De tweede dag lopen we van Chisapani naar Nagarkot. Nagarkot is één van de beroemde uitstapjes in Nepal vanwege het uitzicht (vooral bij zonsopgang en –ondergang) op de bergen. We bekijken de zonsopgang vanaf het dak van het hotel en lopen later naar de echte top van Nagarkot. Nagarkot is terecht beroemd, de uitzichten zijn prachtig. Bij mooi weer kan je zelfs Mount Everest zien, die 160 km ver weg is. Als wij er zijn zit Mount Everest achter de wolken, maar er blijven genoeg indrukwekkende bergen over. Vanaf Nagarkot wandelen we naar Dhulikhel, waar we twee nachten blijven. De tweede dag in Dhulikhel maken we een rondwandeling waarbij we o.a. Namobuddha aandoen. In Namobuddha is een grote Boeddhistische tempel, met een klooster, verblijven voor pelgrims, gebedsruimten en stupa’s. De plaats is voor de boeddhisten een belangrijk pelgrimsoord. Douwa, onze gids is zelf een boeddhist en kan er dus veel over vertellen. In de gebedsruimte staan ook veel offergaven. Douwa legt uit dat pelgrims en monniken die meenemen. Naast intrigerende torentjes van met wortelsap rood gekleurd deeg zijn er ook meer ‘wereldse’ offers: blikjes cola, sinaasappels, pakjes biscuit, kauwgom en een doosje tic-tac. Het offersysteem werkt wel aardig. Na het aanbieden van je offer mag je het achterlaten, maar ook weer mee terugnemen. Ook mag je in plaats van je eigen offer een ander offer mee terugnemen.
Namobuddha is verbonden met een interessante Boeddhalegende, over een ontmoeting van Boeddha met een tijgerin met vijf jongen. De tijgerin was de hongerdood nabij en kon ook haar vijf jongen niet voeden. Boeddha heeft eerst zijn hand afgesneden en aangeboden aan de tijger, later mocht de tijger ook de rest opeten. In tempeltjes zie je die legende (compleet met tijgerin met jongen) ook afgebeeld. Bij één van de stupa’s wordt verondersteld dat de beenderen van Boeddha daar liggen. Zo’n verhaal erbij maakt een tempelbezoek wel veel kleurrijker!

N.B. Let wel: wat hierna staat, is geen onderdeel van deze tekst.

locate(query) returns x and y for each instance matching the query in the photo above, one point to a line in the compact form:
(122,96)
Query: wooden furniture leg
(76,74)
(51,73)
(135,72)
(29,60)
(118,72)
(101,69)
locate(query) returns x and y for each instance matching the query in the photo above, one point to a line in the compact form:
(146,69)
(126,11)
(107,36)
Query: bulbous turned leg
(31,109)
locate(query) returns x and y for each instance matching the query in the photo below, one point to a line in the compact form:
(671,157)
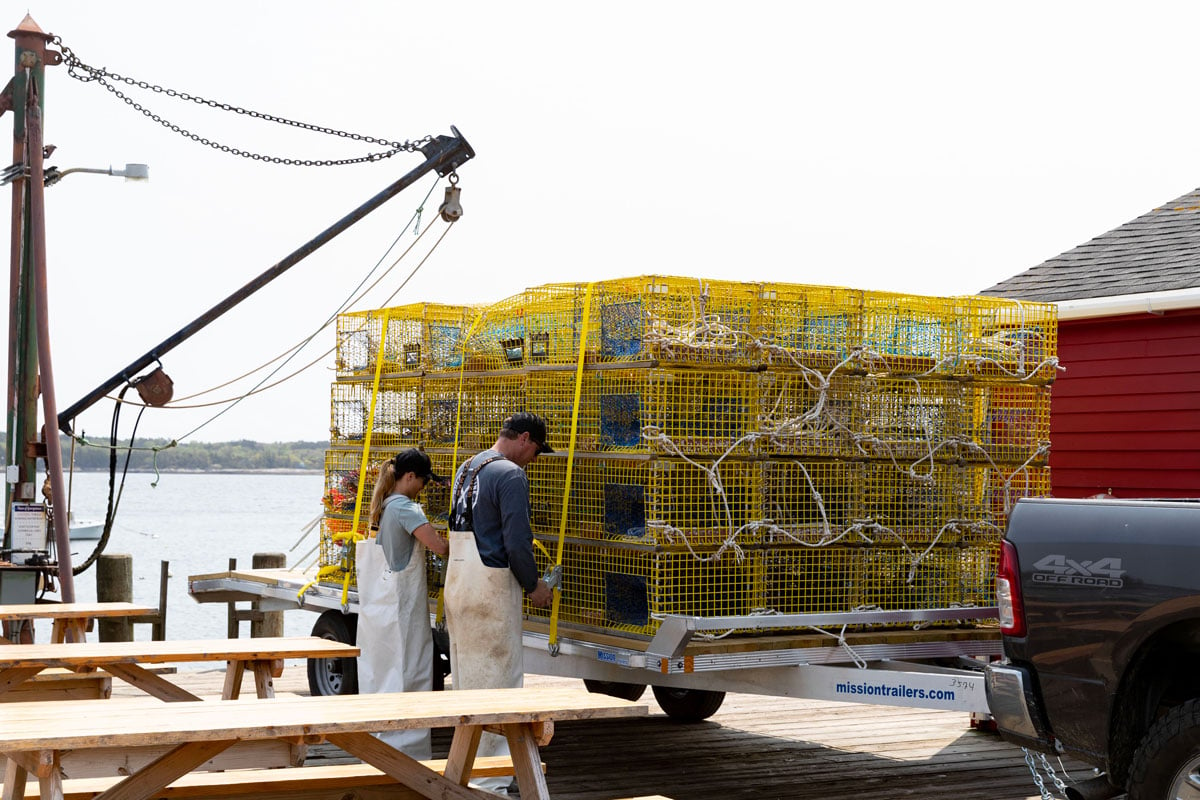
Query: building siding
(1126,411)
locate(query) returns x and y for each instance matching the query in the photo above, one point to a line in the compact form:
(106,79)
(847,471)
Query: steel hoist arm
(443,154)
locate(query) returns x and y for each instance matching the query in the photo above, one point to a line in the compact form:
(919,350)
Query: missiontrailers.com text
(883,690)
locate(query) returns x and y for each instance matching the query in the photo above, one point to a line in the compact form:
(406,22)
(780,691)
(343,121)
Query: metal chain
(1037,775)
(1054,776)
(87,73)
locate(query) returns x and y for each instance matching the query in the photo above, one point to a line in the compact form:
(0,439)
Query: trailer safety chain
(1047,794)
(87,73)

De laatste twee dagen lopen we minder. We bezoeken Bhaktapur, en de laatste dag twee tempels: Pashupatinath en Bodnath.
Bhaktapur is de derde stad van Nepal, maar er is een wereld van verschil tussen Kathmandu en Bhaktapur. Bhaktapur heeft een keur aan tempels en beelden. heel leuke beelden zijn die van de Goden Bhairab (met 12 armen) en Ugrachandi (die weer dezelfde is als Durga, de boosaardige uitvoering van Parvati, de ‘vrouw’ van Shiva). Ugrachandi heeft maar liefst 18 armen, vol wapens. In één hand heeft ze een drietand waarmee ze demonen doodt. De arme beeldhouwer had het met armen en handen wat minder getroffen. Uit angst dat hij van de beelden ergens anders een duplicaat zou maken, zijn na voltooiing van zijn werk zijn beide handen afgehakt. Geen halve maatregelen!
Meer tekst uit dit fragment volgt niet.